If you suspect that you may have the flu, visit your primary care physician or contact your local health department for guidance. For residents of Tennessee, contact the Tennessee Department of Health at 615-741-7247.
Influenza (flu) is a viral infection. People often use the term "flu" to describe any kind of mild illness, such as a cold or a stomach virus, that has symptoms like the flu. But the real flu is different. Flu symptoms are usually worse than a cold and last longer. The flu usually does not cause vomiting or diarrhea in adults.
Most flu outbreaks happen in late fall and winter. Because symptoms may not start for a couple of days, you may pass the flu to someone before you know you have it.
The flu is caused by influenza viruses A and B. There are different strains of the flu virus every year.
The flu causes a fever, body aches, a headache, a dry cough, and a sore or dry throat.
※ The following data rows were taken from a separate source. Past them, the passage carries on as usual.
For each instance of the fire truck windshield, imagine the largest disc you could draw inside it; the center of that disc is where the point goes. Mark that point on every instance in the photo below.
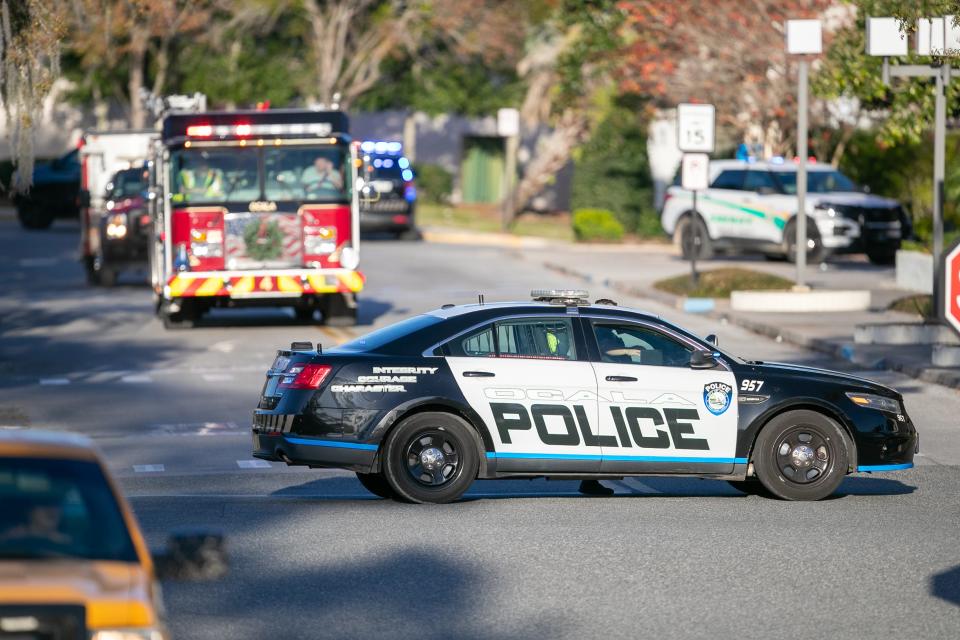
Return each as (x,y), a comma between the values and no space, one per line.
(283,173)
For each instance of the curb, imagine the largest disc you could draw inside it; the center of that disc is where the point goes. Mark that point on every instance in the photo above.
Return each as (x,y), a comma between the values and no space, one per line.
(840,351)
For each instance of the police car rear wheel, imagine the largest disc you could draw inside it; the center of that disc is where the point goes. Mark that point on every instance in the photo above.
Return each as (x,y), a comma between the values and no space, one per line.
(431,458)
(801,455)
(376,484)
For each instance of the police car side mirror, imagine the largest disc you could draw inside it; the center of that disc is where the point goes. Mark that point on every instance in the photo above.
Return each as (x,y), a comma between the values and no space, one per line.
(702,360)
(192,555)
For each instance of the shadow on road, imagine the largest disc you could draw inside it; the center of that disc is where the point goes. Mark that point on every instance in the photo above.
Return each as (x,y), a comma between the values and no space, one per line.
(408,592)
(946,585)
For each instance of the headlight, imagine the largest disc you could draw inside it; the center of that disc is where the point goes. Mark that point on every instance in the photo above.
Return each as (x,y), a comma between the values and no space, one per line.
(127,634)
(117,226)
(872,401)
(824,211)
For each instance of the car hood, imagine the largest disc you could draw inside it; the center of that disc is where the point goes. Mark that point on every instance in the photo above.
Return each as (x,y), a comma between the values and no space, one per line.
(826,375)
(115,594)
(852,198)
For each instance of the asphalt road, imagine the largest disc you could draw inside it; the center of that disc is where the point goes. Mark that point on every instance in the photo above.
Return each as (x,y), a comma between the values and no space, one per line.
(313,555)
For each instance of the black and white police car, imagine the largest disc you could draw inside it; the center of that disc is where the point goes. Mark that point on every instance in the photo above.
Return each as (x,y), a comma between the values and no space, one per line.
(561,388)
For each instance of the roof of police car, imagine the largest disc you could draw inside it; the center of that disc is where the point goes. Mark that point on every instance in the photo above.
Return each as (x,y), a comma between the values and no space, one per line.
(494,309)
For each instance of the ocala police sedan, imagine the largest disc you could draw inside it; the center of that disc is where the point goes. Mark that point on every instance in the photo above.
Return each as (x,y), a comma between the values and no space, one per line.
(561,388)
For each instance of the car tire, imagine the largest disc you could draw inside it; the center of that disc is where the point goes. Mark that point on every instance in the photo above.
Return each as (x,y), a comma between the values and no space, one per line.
(751,487)
(376,484)
(801,455)
(882,258)
(431,457)
(684,238)
(815,254)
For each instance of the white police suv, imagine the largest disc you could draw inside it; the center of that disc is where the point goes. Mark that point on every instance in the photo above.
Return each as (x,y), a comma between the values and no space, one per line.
(752,206)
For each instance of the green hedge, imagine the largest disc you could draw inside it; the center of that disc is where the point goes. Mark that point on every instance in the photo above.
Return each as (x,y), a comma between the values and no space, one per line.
(611,170)
(434,183)
(596,225)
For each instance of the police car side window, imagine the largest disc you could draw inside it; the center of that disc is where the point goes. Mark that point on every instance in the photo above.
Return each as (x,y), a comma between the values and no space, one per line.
(730,179)
(478,344)
(635,344)
(541,339)
(757,180)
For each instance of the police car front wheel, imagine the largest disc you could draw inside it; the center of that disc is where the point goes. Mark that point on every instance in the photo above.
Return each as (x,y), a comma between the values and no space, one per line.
(431,457)
(801,455)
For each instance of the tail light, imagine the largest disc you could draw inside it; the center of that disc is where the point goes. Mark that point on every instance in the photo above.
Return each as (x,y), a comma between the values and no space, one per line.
(304,376)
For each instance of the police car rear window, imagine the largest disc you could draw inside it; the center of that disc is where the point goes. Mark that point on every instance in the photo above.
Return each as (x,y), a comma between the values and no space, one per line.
(376,340)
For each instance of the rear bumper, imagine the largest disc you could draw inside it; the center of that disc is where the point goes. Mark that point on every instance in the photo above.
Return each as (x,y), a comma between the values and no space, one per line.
(314,452)
(292,283)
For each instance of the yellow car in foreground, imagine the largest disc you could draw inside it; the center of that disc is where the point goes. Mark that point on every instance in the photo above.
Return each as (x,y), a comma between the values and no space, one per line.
(73,563)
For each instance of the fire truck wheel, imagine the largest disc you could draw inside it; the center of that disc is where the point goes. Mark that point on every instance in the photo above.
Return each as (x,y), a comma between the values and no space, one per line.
(339,310)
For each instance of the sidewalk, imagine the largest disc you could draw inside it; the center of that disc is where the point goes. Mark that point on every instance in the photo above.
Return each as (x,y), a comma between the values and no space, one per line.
(829,333)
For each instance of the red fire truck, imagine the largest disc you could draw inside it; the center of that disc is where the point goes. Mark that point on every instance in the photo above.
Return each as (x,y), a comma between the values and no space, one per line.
(255,208)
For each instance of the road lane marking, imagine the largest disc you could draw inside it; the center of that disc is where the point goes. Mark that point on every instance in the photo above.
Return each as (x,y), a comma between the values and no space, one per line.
(217,377)
(195,429)
(254,464)
(148,468)
(138,378)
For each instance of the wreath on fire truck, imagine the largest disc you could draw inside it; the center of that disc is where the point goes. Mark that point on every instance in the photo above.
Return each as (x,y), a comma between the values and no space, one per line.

You will probably feel tired and less hungry than usual. The symptoms usually are the worst for the first 3 or 4 days. But it can take 1 to 2 weeks to get completely better.
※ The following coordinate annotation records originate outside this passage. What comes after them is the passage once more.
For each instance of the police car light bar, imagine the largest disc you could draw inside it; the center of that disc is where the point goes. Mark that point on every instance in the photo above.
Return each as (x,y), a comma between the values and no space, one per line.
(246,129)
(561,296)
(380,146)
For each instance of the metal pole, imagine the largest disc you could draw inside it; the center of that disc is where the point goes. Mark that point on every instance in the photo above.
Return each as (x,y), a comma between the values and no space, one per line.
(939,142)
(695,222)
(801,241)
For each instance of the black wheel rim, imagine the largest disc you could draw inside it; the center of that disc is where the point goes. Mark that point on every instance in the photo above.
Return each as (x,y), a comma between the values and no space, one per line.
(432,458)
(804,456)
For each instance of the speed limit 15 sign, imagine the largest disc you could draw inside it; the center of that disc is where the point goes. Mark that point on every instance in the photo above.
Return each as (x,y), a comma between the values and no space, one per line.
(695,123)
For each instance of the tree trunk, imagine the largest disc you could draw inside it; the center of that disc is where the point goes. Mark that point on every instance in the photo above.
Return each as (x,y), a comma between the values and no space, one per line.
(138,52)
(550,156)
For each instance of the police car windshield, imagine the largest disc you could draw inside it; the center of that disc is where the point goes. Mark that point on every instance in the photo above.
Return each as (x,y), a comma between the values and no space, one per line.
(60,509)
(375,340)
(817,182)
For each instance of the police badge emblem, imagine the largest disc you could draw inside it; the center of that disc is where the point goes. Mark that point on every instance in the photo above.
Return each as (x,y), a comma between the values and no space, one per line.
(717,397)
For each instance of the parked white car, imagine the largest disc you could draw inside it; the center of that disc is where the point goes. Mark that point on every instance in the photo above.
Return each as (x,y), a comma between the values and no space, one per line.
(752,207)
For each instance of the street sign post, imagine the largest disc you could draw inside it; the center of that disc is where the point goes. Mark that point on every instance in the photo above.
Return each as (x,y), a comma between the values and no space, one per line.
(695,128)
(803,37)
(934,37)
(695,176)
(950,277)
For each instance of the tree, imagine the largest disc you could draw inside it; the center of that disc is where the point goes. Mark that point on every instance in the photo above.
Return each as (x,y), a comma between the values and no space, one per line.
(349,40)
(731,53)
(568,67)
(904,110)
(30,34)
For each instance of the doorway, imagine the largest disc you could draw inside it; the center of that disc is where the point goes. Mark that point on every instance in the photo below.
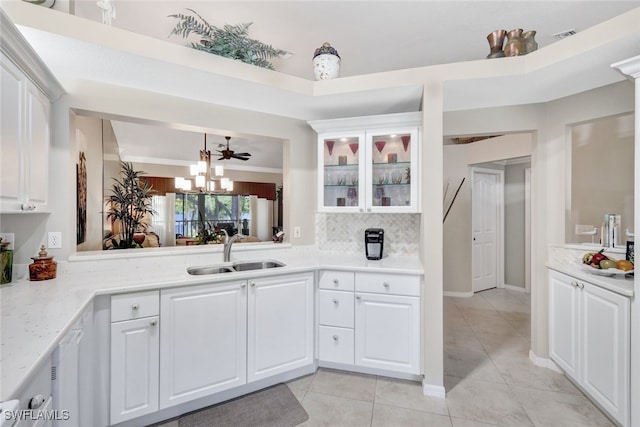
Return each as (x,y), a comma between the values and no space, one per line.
(487,207)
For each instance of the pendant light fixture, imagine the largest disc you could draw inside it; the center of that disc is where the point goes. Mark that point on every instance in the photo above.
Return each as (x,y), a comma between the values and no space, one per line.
(202,178)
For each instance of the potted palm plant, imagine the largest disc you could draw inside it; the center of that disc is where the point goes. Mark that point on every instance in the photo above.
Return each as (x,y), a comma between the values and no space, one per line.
(129,204)
(230,41)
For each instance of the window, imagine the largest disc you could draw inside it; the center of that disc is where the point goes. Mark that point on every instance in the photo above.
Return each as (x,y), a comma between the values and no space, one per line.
(193,211)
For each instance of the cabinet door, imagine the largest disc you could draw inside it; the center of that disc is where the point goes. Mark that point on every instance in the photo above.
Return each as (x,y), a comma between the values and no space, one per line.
(134,368)
(563,323)
(605,323)
(341,172)
(203,341)
(37,157)
(392,170)
(280,330)
(387,332)
(11,134)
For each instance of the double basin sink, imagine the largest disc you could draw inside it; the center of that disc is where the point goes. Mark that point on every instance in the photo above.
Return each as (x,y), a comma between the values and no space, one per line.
(234,267)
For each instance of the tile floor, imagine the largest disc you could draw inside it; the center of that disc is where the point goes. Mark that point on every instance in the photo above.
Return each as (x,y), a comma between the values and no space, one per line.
(488,377)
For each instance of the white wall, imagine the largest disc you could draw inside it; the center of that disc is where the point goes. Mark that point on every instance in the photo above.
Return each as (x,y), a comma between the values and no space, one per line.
(88,137)
(514,227)
(601,174)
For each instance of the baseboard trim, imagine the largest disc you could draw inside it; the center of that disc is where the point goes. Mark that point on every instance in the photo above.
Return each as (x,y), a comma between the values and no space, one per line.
(514,288)
(457,294)
(544,362)
(433,390)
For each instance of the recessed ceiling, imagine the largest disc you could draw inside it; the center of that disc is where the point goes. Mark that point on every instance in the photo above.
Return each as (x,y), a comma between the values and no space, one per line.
(370,36)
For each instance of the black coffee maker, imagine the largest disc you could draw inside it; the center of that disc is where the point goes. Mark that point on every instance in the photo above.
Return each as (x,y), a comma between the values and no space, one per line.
(374,242)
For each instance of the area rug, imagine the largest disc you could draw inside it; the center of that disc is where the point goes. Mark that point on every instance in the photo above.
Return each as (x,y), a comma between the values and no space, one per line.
(272,407)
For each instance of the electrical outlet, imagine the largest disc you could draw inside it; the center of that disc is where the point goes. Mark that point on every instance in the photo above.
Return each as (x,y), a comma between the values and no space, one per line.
(9,237)
(54,240)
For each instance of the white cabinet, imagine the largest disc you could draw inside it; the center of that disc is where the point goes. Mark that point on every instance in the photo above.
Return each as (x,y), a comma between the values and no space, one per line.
(280,325)
(134,358)
(589,337)
(387,323)
(374,323)
(369,164)
(203,341)
(24,142)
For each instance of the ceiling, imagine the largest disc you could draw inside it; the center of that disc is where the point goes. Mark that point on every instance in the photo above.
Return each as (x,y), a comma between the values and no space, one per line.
(370,36)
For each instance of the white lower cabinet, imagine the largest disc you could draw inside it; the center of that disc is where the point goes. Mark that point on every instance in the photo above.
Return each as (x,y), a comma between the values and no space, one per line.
(202,341)
(372,323)
(387,332)
(134,361)
(589,338)
(280,329)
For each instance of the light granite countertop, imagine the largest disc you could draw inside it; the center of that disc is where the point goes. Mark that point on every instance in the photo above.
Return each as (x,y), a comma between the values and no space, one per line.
(35,316)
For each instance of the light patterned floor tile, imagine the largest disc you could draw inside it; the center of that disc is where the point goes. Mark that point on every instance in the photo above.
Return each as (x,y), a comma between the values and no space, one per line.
(344,384)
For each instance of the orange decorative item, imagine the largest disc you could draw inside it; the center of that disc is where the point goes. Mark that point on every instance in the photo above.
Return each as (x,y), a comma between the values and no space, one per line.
(43,266)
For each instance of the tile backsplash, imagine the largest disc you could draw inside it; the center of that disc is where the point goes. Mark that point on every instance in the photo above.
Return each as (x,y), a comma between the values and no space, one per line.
(345,232)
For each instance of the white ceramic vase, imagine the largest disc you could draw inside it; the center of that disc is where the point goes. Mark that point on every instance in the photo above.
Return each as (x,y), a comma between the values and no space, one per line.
(326,63)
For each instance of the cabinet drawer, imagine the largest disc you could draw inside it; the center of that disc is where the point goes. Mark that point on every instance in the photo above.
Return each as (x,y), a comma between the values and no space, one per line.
(388,284)
(336,280)
(335,345)
(336,308)
(134,306)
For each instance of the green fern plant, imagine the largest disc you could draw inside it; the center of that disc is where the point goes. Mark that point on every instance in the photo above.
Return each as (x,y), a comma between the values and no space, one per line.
(230,41)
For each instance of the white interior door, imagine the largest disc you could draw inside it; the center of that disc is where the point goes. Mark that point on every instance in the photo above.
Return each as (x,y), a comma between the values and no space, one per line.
(486,226)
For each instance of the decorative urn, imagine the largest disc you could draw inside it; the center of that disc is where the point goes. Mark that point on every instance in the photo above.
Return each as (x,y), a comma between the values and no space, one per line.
(43,266)
(326,62)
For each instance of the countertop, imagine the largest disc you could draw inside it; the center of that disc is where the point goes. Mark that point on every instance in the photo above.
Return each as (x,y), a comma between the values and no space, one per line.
(622,285)
(35,316)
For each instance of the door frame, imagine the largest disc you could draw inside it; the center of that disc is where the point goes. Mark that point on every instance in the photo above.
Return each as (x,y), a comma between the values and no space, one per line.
(499,222)
(527,230)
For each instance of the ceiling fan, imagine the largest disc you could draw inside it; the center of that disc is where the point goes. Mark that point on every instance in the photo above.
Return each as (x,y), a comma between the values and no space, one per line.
(229,154)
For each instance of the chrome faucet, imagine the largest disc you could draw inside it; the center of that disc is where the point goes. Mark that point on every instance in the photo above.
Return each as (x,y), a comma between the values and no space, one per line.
(228,241)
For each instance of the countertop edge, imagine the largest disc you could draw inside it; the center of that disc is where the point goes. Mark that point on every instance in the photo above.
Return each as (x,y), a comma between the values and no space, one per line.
(618,286)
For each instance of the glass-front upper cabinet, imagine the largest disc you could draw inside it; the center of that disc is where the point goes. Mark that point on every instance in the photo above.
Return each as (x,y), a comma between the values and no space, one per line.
(341,173)
(392,164)
(364,167)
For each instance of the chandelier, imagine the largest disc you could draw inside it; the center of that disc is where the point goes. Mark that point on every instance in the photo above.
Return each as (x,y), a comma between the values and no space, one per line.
(201,172)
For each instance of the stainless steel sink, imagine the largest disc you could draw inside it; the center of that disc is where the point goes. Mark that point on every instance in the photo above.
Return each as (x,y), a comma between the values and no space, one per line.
(235,267)
(212,269)
(256,265)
It usually takes 1 to 4 days to get symptoms of the flu after you have been around someone who has the virus.
Most people get better without problems. But sometimes the flu can lead to a bacterial infection, such as an ear infection, asinus infection, or bronchitis. Less often, the flu may cause a more serious problem, such as pneumonia.
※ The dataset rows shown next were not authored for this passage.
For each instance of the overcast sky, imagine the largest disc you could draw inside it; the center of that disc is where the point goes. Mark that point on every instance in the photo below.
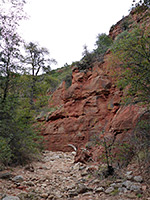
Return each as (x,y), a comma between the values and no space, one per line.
(65,26)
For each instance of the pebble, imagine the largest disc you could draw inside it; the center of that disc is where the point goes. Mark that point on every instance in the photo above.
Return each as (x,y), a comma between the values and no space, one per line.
(10,198)
(109,190)
(138,179)
(18,178)
(99,189)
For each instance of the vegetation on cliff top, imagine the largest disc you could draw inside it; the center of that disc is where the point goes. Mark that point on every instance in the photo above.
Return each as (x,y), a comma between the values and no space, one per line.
(23,92)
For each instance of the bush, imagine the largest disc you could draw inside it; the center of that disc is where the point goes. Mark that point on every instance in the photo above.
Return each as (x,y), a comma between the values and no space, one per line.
(19,140)
(5,151)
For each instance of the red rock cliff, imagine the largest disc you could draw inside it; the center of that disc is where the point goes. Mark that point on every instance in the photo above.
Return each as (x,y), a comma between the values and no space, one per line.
(89,106)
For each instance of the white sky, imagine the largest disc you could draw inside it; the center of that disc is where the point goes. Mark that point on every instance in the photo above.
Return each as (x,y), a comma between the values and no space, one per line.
(65,26)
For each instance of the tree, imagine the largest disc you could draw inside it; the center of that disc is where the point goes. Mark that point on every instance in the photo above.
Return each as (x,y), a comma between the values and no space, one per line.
(10,42)
(17,136)
(133,53)
(37,62)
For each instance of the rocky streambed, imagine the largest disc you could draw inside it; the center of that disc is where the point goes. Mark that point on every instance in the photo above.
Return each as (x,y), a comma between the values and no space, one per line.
(56,176)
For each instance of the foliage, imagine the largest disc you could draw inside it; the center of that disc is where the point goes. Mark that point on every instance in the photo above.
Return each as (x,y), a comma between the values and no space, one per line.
(86,62)
(133,52)
(18,138)
(103,43)
(36,61)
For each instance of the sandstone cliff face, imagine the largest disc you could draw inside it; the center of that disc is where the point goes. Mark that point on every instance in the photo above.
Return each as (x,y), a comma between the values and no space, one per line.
(90,106)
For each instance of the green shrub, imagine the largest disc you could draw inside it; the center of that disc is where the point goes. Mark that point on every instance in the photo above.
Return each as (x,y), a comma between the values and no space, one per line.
(5,151)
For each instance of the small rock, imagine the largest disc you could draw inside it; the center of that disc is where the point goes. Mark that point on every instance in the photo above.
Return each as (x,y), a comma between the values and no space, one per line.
(138,179)
(129,173)
(10,198)
(96,181)
(144,187)
(99,189)
(82,189)
(44,195)
(131,196)
(135,188)
(29,183)
(122,190)
(127,184)
(129,177)
(84,174)
(18,178)
(6,175)
(109,190)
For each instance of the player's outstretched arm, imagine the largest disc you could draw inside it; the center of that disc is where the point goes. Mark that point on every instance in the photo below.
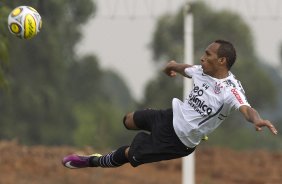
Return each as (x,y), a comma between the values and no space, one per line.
(172,68)
(253,116)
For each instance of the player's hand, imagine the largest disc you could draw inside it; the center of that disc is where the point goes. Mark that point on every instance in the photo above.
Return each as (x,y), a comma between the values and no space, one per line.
(268,124)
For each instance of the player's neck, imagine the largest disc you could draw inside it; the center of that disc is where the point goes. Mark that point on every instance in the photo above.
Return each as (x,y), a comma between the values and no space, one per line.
(221,74)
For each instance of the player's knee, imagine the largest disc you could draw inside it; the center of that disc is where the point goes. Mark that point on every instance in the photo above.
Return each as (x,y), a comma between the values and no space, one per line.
(129,122)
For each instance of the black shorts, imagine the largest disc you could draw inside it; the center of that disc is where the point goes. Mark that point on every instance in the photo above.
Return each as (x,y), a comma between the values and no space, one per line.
(160,142)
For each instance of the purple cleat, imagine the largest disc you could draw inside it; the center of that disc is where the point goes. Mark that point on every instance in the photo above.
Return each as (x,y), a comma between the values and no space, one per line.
(78,161)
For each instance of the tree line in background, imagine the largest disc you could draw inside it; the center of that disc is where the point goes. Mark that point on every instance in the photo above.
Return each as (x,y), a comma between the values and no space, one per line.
(50,96)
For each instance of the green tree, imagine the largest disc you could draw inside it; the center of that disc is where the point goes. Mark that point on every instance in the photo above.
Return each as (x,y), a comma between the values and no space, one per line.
(53,96)
(168,43)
Certain people are at higher risk of problems from the flu. They include young children, pregnant women, older adults, and people with long-term illnesses or with impaired immune systems that make it hard to fight infection.
Your doctor will ask you about your symptoms and examine you. This usually gives the doctor enough information to find out if you have the flu, especially if many cases of a similar illness have occurred in the area and the local health department reports a flu outbreak.
In some cases, the doctor may do a blood test or take a sample of fluid from your nose or throat to find out what type of flu virus you have.
Most people can treat flu symptoms at home. Home treatment includes resting, drinking plenty of fluids, and taking medicine to lower your fever. But some people need to go to the hospital for treatment. They may have severe symptoms or get pneumonia. Or the flu infection may make an existing health problem worse.
If you think you have the flu, your doctor may be able to give you medicine that can make the symptoms milder. It's best to start taking it within 2 days of your first symptoms.
You can help prevent the flu by getting the flu vaccine every year. It's best to get the vaccine as soon as it's available. It comes as a shot or in a spray that you breathe in through your nose.
The U.S. Centers for Disease Control and Prevention recommends that everyone 6 months old and older should get a flu vaccine. The vaccine is especially important for people who are at higher risk of problems from the flu, including:
The flu vaccine is also important for health care workers and anyone who lives or works with a person who is at higher risk of problems from the flu.
The vaccine usually prevents most cases of the flu. But even if you do get the flu after you've had the vaccine, your symptoms will be milder and you'll have less chance of problems from the flu. You cannot get the flu from the flu vaccine.